Bug #17531

Upgrade to Tor 0.4.2.7 (TROVE-2020-002, TROVE-2020-004)

Added by intrigeri 2020-03-18 16:36:38 . Updated 2020-03-21 14:17:58 .

Status:
Resolved
Priority:
Elevated
Assignee:
CyrilBrulebois
Category:
Target version:
Start date:
Due date:
% Done:

0%

Feature Branch:
Type of work:
Code
Blueprint:

Starter:
Affected tool:
Deliverable for:

Description


Subtasks


Related issues

Blocks Tails - Feature #16209: Core work: Foundations Team Confirmed

History

#1 Updated by intrigeri 2020-03-18 16:37:01

#2 Updated by intrigeri 2020-03-18 16:38:17

@CyrilBrulebois, I’ve created this ticket as I would normally do with my FT “frontdesk” hat on. I understand the target version might become 4.4.1.

#3 Updated by CyrilBrulebois 2020-03-19 04:54:48

  • Assignee set to CyrilBrulebois

Yep, thanks.

For the record, 0.4.2.7 packages for buster seem to be available already.

Taking the ticket for the time being, I’ll check what’s happening on the Tor Browser side. But I might start merging Tor into a feature branch for stable shortly (yet another process I haven’t followed yet).

#4 Updated by CyrilBrulebois 2020-03-20 16:07:02

  • Status changed from Confirmed to In Progress

Applied in changeset commit:tails|20162596347aa4a25a698f3b9e49bb03bc942636.

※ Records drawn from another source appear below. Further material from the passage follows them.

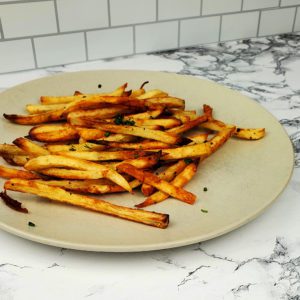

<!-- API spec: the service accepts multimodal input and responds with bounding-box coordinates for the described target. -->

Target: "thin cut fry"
[135,162,198,208]
[4,179,169,228]
[118,163,196,204]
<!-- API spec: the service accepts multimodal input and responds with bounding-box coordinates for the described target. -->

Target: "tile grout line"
[177,20,181,48]
[53,0,60,32]
[256,10,261,37]
[3,5,300,41]
[292,7,298,32]
[218,15,223,43]
[107,0,111,27]
[0,18,4,40]
[199,0,203,17]
[132,25,136,54]
[30,38,38,69]
[83,31,89,61]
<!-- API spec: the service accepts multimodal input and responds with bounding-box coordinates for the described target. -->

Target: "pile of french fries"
[0,82,265,228]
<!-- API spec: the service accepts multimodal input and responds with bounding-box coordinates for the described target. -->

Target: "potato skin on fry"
[4,179,169,228]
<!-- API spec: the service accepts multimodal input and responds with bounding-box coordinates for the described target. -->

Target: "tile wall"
[0,0,300,73]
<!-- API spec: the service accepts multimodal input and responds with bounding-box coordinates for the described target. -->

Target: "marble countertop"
[0,35,300,300]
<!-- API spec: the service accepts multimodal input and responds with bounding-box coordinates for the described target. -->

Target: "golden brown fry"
[109,140,170,150]
[167,115,207,134]
[103,152,161,170]
[117,163,196,204]
[161,143,211,160]
[5,179,169,228]
[24,155,131,192]
[26,103,66,114]
[201,120,265,140]
[0,144,26,155]
[40,83,127,104]
[68,105,132,126]
[13,138,50,156]
[85,121,181,144]
[45,142,107,153]
[141,159,187,196]
[2,154,31,167]
[29,124,79,143]
[3,109,65,125]
[57,150,148,161]
[0,166,41,179]
[135,161,198,208]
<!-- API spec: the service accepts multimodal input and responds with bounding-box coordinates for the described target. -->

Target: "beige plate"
[0,71,293,252]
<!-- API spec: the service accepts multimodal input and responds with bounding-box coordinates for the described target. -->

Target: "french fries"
[0,81,265,228]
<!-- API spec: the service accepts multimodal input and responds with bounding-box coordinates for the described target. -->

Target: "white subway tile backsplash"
[259,7,295,36]
[57,0,108,31]
[0,39,35,73]
[135,21,178,53]
[280,0,300,6]
[202,0,242,15]
[109,0,156,26]
[158,0,201,20]
[294,8,300,31]
[87,27,133,59]
[221,11,259,41]
[179,16,221,47]
[243,0,279,10]
[34,33,86,67]
[0,1,57,38]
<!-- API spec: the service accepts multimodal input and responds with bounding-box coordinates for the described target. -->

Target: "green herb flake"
[114,114,124,125]
[184,158,193,165]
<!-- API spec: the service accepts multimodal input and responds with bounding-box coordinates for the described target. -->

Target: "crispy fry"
[57,150,148,161]
[4,179,169,228]
[45,142,107,153]
[26,103,66,114]
[3,109,65,125]
[141,159,187,196]
[0,144,26,155]
[29,124,79,143]
[135,161,198,208]
[13,138,50,156]
[167,115,207,134]
[0,165,40,179]
[24,155,131,192]
[85,122,181,144]
[117,163,196,204]
[40,83,127,104]
[2,154,31,167]
[161,143,211,160]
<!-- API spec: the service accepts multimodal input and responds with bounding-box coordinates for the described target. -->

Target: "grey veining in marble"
[0,34,300,300]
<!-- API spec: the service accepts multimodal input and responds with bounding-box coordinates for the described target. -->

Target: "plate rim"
[0,69,294,253]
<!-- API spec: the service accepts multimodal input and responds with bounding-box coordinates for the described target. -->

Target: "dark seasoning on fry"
[0,81,265,228]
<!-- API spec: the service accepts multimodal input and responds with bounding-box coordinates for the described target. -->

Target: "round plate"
[0,70,293,252]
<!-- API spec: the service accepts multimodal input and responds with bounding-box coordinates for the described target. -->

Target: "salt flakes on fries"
[0,82,265,228]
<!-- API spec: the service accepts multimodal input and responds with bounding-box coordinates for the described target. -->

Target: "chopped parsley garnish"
[115,115,123,125]
[184,158,193,165]
[114,114,135,126]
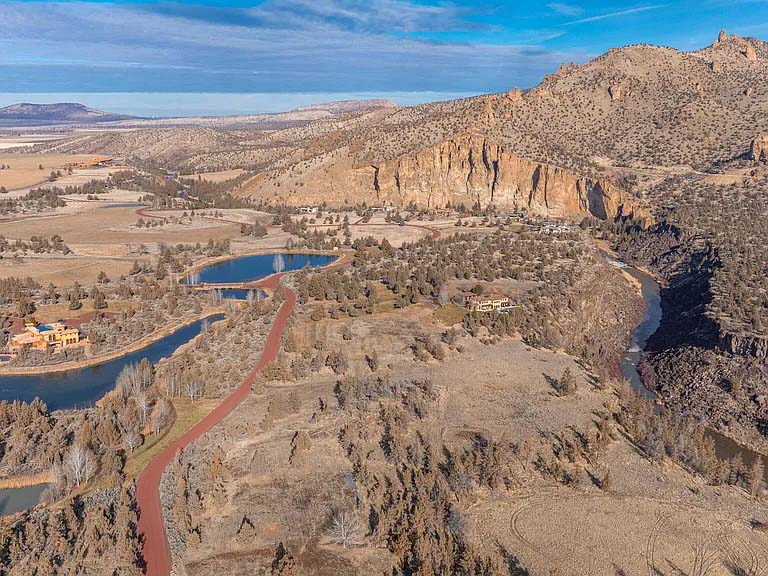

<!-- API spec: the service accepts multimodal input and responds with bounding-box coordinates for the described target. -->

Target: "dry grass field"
[189,168,245,182]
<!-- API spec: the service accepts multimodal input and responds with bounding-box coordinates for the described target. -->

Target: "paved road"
[136,274,296,576]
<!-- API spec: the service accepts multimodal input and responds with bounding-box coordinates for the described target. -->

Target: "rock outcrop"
[715,28,728,44]
[373,133,647,219]
[744,44,757,62]
[749,134,768,162]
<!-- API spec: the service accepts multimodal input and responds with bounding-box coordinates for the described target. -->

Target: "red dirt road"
[136,274,296,576]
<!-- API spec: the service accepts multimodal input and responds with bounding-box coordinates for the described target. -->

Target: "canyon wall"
[373,134,648,219]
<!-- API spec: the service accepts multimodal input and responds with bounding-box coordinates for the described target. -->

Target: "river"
[0,314,224,410]
[0,254,336,515]
[606,255,768,483]
[0,484,48,516]
[187,254,336,284]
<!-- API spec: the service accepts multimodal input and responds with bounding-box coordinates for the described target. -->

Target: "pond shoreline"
[0,305,224,378]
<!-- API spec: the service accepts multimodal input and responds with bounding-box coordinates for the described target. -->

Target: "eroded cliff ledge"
[372,134,648,219]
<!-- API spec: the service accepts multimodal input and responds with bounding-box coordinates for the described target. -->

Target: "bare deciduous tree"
[329,510,364,548]
[123,429,141,452]
[64,442,96,486]
[187,379,203,402]
[152,398,171,434]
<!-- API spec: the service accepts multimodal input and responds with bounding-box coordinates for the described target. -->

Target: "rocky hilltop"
[373,133,642,219]
[0,102,135,127]
[234,33,768,218]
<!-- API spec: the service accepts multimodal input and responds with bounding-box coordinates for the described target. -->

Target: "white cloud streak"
[565,4,665,26]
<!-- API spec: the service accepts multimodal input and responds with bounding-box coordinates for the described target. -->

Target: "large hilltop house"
[10,321,84,350]
[464,292,515,314]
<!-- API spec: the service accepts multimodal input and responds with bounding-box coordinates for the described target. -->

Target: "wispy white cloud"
[547,2,584,16]
[565,4,666,26]
[0,0,591,92]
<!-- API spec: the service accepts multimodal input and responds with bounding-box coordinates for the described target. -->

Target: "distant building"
[531,220,571,234]
[464,292,515,313]
[67,156,115,168]
[11,322,81,350]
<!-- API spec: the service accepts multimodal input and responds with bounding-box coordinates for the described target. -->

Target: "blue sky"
[0,0,768,93]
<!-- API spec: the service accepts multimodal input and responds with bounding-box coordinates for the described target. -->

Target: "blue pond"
[0,315,223,410]
[101,202,146,210]
[0,484,48,516]
[221,288,267,300]
[188,254,336,284]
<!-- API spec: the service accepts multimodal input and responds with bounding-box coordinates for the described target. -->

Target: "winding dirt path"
[136,274,296,576]
[136,208,441,576]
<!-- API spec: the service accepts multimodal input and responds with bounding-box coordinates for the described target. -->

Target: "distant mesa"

#5 Updated by CyrilBrulebois 2020-03-21 05:15:16

  • Target version changed from Tails_4.5 to Tails_4.4.1

#6 Updated by CyrilBrulebois 2020-03-21 05:22:09

Jenkins results for the +force-all-tests run:

Failing Scenarios:
cucumber features/usb_install.feature:125 # Scenario: Installing Tails with GNOME Disks from a USB image
cucumber features/usb_install.feature:133 # Scenario: The system partition is updated when booting from a USB drive where a Tails USB image was copied
cucumber features/encryption.feature:34 # Scenario: Symmetric encryption and decryption using OpenPGP Applet
cucumber features/thunderbird.feature:23 # Scenario: Thunderbird can send emails, and receive emails over IMAP

218 scenarios (4 failed, 214 passed)
1629 steps (4 failed, 12 skipped, 1613 passed)
349m22.850s

I’m investigating.

#7 Updated by intrigeri 2020-03-21 08:45:18

Hi!

Just a friendly reminder, as a safety net: we need to bump the expiration date for the snapshot of the “torproject” archive that we’re switching to here (https://tails.boum.org/contribute/APT_repository/time-based_snapshots/#bump-expiration-date) :)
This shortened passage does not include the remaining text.